Abortion is Not About Female Empowerment, Which is Why the Pro-Life Movement is Driven by Women

National   |   Micaiah Bilger   |   Jan 22, 2016   |   10:51AM   |   Washington, DC

Today on the the 43rd anniversary of the U.S. Supreme Court decision Roe v. Wade, some of America’s top pro-life leaders have penned some poignant words about how the pro-life movement empowers women and their families.

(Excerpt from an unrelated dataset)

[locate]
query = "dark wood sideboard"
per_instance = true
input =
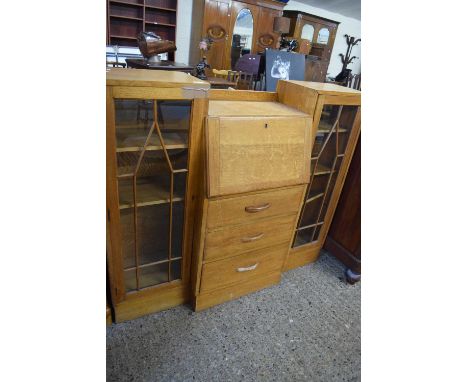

This week, U.S. Rep. Diane Black, R-Tennessee, called out the abortion industry for betraying women’s trust in a column for Time magazine that she and Americans United for Life President Charmaine Yoest wrote. Black is one of the leading pro-life advocates in U.S. Congress. She has been one of the most vocal legislators in the fight to cut off taxpayer funding for the abortion business Planned Parenthood.

Black wrote:

Consider that, for 20 years, the pro-choice lobby has operated under the unofficial rallying cry of “safe, legal, and rare” abortion, yet just last fall the nation’s largest abortion provider—Planned Parenthood—tweeted a link to a story celebrating London’s “free and plentiful” abortions and birth control. Perhaps that is why Planned Parenthood, in a callous betrayal to women, has lobbied against informed consent laws across the country that would require full disclosure by a physician of the risks and side-effects of abortion.

We also oppose abortion because we are willing to look at the facts that the abortion lobby continues to ignore. For example, we know that premature babies have now been saved as early as 22 weeks into fetal development, that the U.S. remains one of only seven nations to allow elective, late-term abortions, and that abortions worldwide disproportionately discriminate against baby girls.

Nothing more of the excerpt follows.